The purpose of the present study was to test a sustained release-tablet newly formulated with synthetic paraffin and compare its bioequivalence to that of the Imdur® Long-Acting tablet, based on the guidelines of the Korean Food and Drug Administration.


Dissolution test was performed in 4 different dissolution media. A LC/MS/MS method of isosorbide 5-mononitrate in human plasma was validated. In vivo bioequivalence tests of the 2 isosorbide 5-mononitrate tablets were performed in both preprandial and postprandial states.
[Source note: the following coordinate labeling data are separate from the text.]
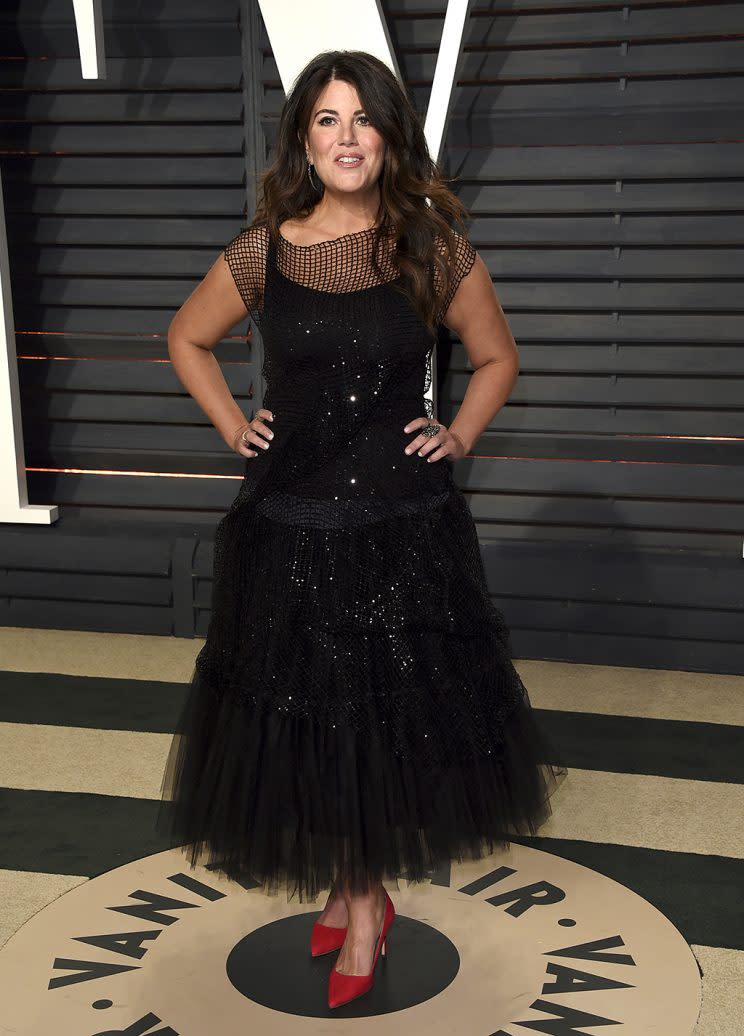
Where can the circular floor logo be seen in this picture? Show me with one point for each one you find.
(518, 943)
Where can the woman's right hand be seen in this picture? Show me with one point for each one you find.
(254, 431)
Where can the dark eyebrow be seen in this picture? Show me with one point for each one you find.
(360, 111)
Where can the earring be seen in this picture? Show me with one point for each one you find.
(310, 177)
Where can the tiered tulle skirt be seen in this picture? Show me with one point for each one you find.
(354, 712)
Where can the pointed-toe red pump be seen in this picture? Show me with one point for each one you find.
(343, 988)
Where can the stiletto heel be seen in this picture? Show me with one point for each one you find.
(343, 988)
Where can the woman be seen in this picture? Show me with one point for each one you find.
(353, 713)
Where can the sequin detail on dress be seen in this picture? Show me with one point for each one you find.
(354, 708)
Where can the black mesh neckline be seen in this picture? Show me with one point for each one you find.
(327, 240)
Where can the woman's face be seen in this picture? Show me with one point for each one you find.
(339, 126)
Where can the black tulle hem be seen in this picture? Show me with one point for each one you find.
(292, 803)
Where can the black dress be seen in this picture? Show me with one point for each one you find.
(354, 708)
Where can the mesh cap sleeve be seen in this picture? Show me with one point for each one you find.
(246, 257)
(464, 258)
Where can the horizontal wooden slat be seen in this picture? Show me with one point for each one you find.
(601, 61)
(103, 138)
(117, 375)
(681, 160)
(179, 72)
(647, 357)
(104, 171)
(124, 108)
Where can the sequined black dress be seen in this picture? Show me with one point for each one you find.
(354, 706)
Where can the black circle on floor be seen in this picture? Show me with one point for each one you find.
(273, 967)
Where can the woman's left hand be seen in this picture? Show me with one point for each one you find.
(445, 443)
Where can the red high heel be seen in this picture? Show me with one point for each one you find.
(324, 939)
(342, 988)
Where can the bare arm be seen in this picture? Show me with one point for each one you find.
(207, 315)
(477, 318)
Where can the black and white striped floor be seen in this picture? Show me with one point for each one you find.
(654, 799)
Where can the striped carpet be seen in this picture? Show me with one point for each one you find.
(654, 799)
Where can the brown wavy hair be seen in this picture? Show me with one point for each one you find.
(409, 175)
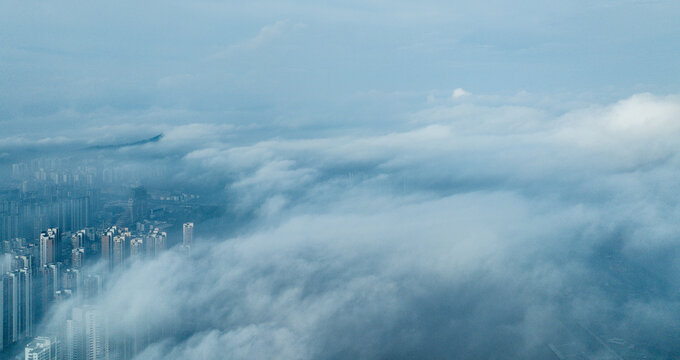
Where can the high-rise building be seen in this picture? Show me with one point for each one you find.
(92, 287)
(119, 250)
(187, 234)
(155, 242)
(42, 348)
(49, 243)
(10, 284)
(26, 313)
(96, 335)
(73, 338)
(107, 246)
(136, 247)
(77, 255)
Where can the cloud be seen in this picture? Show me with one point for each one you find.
(457, 93)
(268, 34)
(473, 231)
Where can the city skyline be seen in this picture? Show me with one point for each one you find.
(339, 180)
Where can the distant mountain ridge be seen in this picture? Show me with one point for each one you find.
(134, 143)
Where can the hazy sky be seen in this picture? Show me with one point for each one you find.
(416, 179)
(305, 63)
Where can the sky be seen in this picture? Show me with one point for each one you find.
(413, 179)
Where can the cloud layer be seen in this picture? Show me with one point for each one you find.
(471, 230)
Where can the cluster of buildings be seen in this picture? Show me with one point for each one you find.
(65, 225)
(53, 269)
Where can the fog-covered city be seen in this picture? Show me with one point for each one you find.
(327, 180)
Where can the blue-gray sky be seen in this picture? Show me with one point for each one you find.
(301, 63)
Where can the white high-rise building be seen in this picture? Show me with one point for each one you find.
(42, 348)
(96, 335)
(187, 234)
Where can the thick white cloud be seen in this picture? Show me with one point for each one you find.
(473, 231)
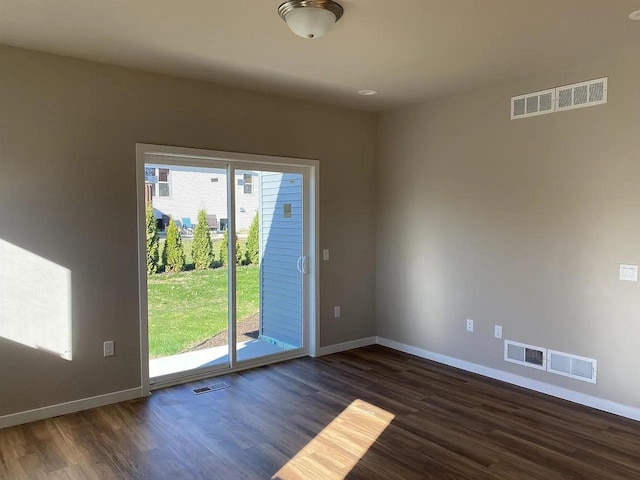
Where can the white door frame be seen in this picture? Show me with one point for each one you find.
(235, 161)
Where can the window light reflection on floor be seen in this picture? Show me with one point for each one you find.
(338, 448)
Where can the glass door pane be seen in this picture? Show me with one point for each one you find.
(270, 262)
(187, 280)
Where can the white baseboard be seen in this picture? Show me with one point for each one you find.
(341, 347)
(69, 407)
(542, 387)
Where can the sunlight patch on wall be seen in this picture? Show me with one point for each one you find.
(335, 451)
(35, 301)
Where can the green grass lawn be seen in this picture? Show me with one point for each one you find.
(188, 307)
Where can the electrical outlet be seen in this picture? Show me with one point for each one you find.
(497, 331)
(109, 348)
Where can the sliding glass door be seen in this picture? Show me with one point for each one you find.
(226, 245)
(273, 263)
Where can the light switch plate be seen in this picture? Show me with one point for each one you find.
(109, 348)
(497, 331)
(629, 273)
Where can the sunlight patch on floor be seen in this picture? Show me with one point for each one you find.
(338, 448)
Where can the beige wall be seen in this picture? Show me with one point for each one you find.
(68, 131)
(519, 223)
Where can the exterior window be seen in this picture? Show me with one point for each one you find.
(164, 185)
(248, 183)
(160, 181)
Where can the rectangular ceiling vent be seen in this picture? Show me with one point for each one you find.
(531, 104)
(211, 388)
(568, 97)
(573, 366)
(528, 355)
(579, 95)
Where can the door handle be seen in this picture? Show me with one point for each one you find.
(302, 265)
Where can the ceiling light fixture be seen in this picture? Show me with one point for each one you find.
(310, 18)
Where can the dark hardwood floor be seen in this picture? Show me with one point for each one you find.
(370, 413)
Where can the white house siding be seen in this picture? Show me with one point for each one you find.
(280, 248)
(192, 189)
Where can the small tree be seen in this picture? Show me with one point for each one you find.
(153, 241)
(252, 248)
(173, 253)
(224, 247)
(202, 250)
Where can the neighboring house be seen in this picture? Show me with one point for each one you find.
(180, 192)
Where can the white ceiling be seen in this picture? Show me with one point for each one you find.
(408, 50)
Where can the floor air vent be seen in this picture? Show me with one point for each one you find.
(211, 388)
(574, 366)
(527, 355)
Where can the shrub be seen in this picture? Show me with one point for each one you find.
(153, 241)
(202, 250)
(252, 248)
(173, 253)
(223, 249)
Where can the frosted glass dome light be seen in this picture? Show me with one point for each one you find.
(310, 18)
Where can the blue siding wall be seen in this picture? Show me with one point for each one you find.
(280, 247)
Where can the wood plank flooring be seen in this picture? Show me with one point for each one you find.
(370, 413)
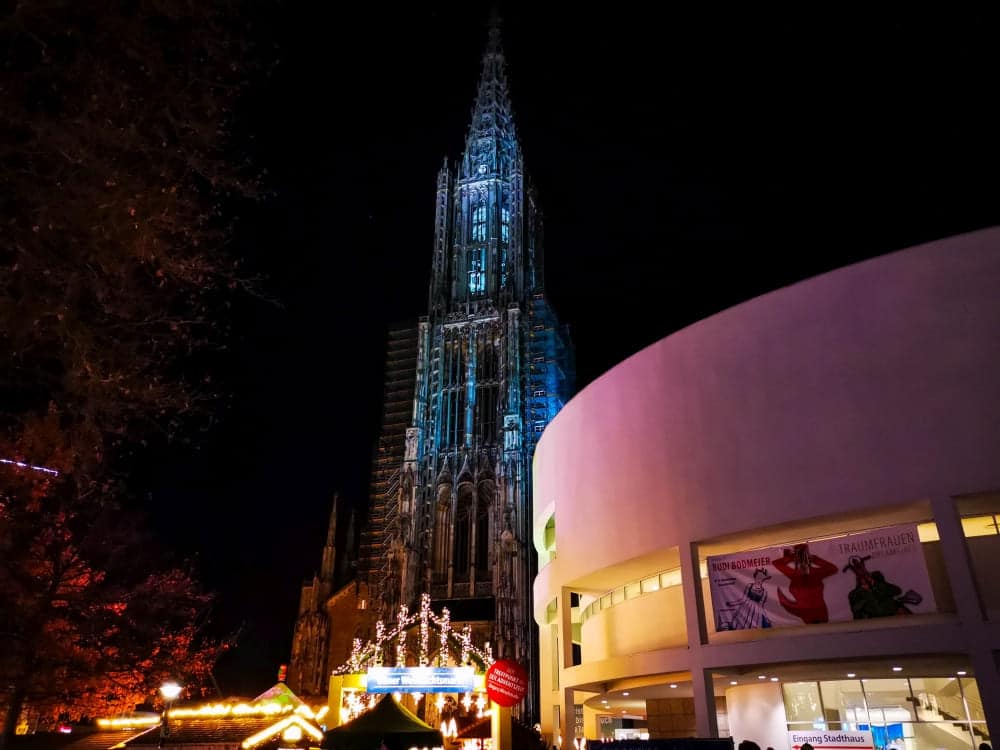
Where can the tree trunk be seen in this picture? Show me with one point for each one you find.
(11, 715)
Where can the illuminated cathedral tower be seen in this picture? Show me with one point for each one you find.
(492, 367)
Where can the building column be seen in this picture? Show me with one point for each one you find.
(970, 612)
(566, 660)
(568, 718)
(694, 605)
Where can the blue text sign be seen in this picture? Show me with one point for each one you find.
(420, 680)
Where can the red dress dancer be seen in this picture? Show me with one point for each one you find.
(805, 574)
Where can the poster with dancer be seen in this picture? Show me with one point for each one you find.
(880, 573)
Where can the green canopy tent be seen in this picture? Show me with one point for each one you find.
(387, 724)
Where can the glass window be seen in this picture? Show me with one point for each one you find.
(972, 699)
(980, 526)
(802, 702)
(844, 702)
(477, 270)
(888, 701)
(938, 736)
(938, 699)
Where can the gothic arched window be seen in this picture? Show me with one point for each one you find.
(479, 223)
(463, 529)
(483, 540)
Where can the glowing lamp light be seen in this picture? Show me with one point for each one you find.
(22, 465)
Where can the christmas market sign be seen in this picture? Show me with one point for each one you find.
(506, 683)
(420, 680)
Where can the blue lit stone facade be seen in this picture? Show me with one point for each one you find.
(493, 367)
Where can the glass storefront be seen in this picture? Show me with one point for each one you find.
(918, 713)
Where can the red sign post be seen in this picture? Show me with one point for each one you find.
(506, 683)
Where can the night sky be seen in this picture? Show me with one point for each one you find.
(685, 163)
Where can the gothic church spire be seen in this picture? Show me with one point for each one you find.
(492, 139)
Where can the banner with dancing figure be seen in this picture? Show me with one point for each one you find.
(878, 573)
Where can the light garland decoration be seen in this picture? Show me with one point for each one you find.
(214, 710)
(23, 465)
(454, 648)
(127, 722)
(280, 726)
(401, 644)
(425, 608)
(373, 654)
(445, 627)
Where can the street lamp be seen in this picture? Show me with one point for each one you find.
(169, 690)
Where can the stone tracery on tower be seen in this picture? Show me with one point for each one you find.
(468, 392)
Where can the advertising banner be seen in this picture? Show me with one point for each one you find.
(877, 573)
(831, 740)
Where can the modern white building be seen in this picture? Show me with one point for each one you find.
(783, 519)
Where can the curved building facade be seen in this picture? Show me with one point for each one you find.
(780, 523)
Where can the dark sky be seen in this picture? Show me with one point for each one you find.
(685, 163)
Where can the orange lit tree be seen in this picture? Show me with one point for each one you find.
(119, 180)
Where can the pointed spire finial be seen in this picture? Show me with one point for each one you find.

A comparative dissolution test gave similar results for both tablets in all dissolution media tested: 40% dissolution in pH 1.2 at 2 h and 80% dissolution in pH 4.0, pH 6.8, or water at 10 h. In a bioequivalence study to compare 2 tablets, the mean total area under the curve (AUCt) and peak concentration (Cmax) in the fasted state were 8 476.0 ng · h/mL and 540.4 ng/mL, respectively, for the Imdur® Long Acting Tablet 60 mg, and 8 701.4 ng · h/mL and 564.2 ng/mL, respectively, for the test tablet. The mean AUCt and Cmax in the fed state were 8 793.5 ng · h/mL and 559.9 ng/mL, respectively, for the Imdur® Long-Acting tablet 60 mg, and 8 639.8 ng · h/mL and 617.9 ng/mL, respectively, for the test tablet. The 90% confidence intervals using log transformed data were within the acceptable range of 0.8 − 1.25.


Based on these statistical analyses, we conclude that the test tablet is bioequivalent to the Imdur® Long-Acting tablet 60 mg in both the preprandial and postprandial states.